Türkiye sadece İsveç Finlandiya’nın da “Baltık ülkelerinin” NATO’ya girişine soğuk bakıyordu. Türkiye’nin gerekçesi bu ülkelerin PKK ve YPG’ye silah yardımı ve bu unsurları kendi ülkelerinde barındırıyor olması.
Türkiye veto hakkını kullanırsa ne olur
NATO’ya üye olmak isteyen ülkelerin, üyelerin hepsinin onayı ile başvurusu kabul edildiği için, Türkiye’nin vetosu üyeliği engelliyor.
Erdoğan ne yapacak?
İç politika da olduğu Dış politikası da tutarsızlıklarla dolu olan Recep Tayyip Erdoğan ne yapacak sorusunun öncesinde bu meseleyle ilgili sözlerini anımsayalım.

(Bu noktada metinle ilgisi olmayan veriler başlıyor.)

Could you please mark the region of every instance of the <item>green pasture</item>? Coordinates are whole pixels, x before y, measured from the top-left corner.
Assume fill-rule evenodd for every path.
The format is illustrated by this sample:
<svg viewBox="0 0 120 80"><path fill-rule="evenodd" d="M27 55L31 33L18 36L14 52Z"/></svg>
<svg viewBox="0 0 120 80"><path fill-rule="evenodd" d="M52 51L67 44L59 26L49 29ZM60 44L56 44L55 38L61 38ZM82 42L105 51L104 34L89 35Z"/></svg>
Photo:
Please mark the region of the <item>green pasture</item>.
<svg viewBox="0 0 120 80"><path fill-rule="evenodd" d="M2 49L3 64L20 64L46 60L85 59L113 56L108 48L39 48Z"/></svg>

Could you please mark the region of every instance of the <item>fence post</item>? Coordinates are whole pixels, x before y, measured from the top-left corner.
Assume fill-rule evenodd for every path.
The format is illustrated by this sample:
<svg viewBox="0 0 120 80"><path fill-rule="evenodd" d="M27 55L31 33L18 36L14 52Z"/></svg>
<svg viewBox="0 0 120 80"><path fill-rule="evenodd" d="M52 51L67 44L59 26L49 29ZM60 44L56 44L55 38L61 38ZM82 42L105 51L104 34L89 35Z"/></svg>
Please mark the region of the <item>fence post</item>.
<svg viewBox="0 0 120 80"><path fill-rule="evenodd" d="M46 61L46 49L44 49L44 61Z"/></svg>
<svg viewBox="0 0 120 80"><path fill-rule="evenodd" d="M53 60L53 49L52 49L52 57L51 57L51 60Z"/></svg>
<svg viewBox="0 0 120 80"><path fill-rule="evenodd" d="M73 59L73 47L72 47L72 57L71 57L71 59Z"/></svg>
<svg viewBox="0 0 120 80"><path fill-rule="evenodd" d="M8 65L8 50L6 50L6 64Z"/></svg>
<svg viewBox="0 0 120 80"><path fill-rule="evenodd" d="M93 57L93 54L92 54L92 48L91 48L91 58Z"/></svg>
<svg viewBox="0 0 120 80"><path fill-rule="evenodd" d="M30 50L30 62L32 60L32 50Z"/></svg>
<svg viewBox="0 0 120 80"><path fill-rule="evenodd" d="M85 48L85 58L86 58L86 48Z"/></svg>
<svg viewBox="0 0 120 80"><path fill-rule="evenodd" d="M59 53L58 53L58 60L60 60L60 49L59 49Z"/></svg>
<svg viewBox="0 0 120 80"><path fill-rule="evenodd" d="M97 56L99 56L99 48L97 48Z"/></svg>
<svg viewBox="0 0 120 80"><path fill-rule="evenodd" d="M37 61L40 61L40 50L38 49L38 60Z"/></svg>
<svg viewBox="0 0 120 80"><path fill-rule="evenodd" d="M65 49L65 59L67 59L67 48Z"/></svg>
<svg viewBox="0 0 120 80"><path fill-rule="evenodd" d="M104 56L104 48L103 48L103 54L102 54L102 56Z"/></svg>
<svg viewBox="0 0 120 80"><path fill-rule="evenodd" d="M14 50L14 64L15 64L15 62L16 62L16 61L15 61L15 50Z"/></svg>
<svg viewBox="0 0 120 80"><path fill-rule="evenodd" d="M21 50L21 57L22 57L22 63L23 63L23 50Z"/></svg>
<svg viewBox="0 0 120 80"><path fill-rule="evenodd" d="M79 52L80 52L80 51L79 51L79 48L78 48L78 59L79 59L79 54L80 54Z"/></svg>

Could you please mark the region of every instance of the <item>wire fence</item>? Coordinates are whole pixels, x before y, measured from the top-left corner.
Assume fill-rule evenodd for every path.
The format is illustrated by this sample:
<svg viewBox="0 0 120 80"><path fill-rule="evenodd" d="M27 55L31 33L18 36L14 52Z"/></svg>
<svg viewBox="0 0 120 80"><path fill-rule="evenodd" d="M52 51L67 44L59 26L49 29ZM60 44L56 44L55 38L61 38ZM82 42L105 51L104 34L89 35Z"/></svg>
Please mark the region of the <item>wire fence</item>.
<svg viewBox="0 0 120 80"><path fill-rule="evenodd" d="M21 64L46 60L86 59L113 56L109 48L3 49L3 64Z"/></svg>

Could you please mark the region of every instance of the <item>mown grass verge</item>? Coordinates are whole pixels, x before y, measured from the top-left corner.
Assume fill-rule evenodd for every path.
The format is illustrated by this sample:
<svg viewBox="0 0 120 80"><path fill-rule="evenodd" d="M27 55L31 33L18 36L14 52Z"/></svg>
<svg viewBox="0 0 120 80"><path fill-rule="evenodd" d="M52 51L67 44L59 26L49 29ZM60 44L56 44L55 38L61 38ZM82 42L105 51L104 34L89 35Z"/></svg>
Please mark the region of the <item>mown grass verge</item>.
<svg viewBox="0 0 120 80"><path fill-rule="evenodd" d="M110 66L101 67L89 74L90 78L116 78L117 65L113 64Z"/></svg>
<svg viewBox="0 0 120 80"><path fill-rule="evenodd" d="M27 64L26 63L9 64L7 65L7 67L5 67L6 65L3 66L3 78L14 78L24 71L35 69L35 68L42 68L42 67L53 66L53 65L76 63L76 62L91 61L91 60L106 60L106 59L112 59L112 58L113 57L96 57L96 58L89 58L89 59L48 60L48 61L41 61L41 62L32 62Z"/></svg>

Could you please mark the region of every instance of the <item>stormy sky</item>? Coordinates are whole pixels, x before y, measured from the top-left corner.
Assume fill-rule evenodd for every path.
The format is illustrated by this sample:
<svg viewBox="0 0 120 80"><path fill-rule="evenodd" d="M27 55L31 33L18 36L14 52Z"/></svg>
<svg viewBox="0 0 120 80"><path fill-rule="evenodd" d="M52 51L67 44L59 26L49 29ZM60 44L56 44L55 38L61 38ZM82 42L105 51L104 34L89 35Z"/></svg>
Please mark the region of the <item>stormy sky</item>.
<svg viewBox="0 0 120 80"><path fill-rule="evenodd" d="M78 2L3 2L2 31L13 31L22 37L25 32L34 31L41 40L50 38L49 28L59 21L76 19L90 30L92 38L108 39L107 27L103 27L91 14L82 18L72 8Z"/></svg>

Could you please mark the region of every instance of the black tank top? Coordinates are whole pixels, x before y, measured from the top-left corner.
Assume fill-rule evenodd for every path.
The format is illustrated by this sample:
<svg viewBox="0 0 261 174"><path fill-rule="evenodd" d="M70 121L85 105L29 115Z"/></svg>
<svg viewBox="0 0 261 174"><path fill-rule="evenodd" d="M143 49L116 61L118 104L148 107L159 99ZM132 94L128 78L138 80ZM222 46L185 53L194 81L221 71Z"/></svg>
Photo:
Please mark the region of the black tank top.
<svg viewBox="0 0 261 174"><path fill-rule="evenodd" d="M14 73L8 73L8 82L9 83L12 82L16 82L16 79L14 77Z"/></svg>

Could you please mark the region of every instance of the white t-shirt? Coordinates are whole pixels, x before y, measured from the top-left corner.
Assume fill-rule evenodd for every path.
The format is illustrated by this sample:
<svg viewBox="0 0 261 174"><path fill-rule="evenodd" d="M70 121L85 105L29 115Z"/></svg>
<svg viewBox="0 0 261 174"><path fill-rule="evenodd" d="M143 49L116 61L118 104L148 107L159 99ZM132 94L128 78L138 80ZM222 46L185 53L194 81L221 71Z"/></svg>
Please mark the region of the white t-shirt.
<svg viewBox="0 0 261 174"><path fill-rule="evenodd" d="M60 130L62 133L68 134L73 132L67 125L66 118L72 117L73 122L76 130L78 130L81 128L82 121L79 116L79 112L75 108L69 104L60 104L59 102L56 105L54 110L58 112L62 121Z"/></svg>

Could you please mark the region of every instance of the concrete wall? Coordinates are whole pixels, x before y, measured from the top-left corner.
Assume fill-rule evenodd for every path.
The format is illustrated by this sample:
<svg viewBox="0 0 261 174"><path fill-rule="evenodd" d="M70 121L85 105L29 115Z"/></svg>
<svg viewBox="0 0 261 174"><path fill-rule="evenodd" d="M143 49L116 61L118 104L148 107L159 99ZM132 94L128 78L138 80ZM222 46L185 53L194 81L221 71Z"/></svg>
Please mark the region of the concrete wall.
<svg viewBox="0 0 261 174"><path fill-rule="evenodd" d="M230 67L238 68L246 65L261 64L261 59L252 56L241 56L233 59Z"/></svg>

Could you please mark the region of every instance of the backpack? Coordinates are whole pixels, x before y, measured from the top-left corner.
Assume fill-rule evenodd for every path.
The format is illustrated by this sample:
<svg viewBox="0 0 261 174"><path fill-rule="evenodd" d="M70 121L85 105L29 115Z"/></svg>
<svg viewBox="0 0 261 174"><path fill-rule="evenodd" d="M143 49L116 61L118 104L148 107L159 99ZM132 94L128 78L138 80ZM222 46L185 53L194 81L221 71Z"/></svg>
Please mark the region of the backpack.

Genellikle bu tür öneme haiz açıklamaları Cuma namazı sonrası yapan Erdoğan 13 Mayıs günü Cuma namazı çıkışında Finlandiya ve İsveç’in PKK ve YPG’ye yaptığı yardımları hatırlatarak, bu iki ülkenin üyelik başvurusuna soğuk baktıklarını açıkça belirtmişti.
“İkinci bir yanlışı yapmak istemiyoruz”
“Daha önce Yunanistan’la ilgili NATO konusunda yanlış yaptı önceki yönetimler. Yunanistan’ın Türkiye’ye karşı takındığı tavrı biliyorsunuz.” ifadelerini kullanan Erdoğan, “İkinci yanlışı işlemek istemiyoruz.” demişti.
Bir gün içinde üç kez ağız değiştiren Erdoğan bu konuda nasıl bir karar verecek ya da verdirilecek hep birlikte göreceğiz.
Arkasından kuşatılan Rusya Erdoğan’ın bu kararına nasıl tepki verecek bunu da göreceğiz.
Türkiye Baltıkların NATO’ya girişine evet derse bunu faturasına Önce Suriye’den başlayarak ödemeye başlayacaktır.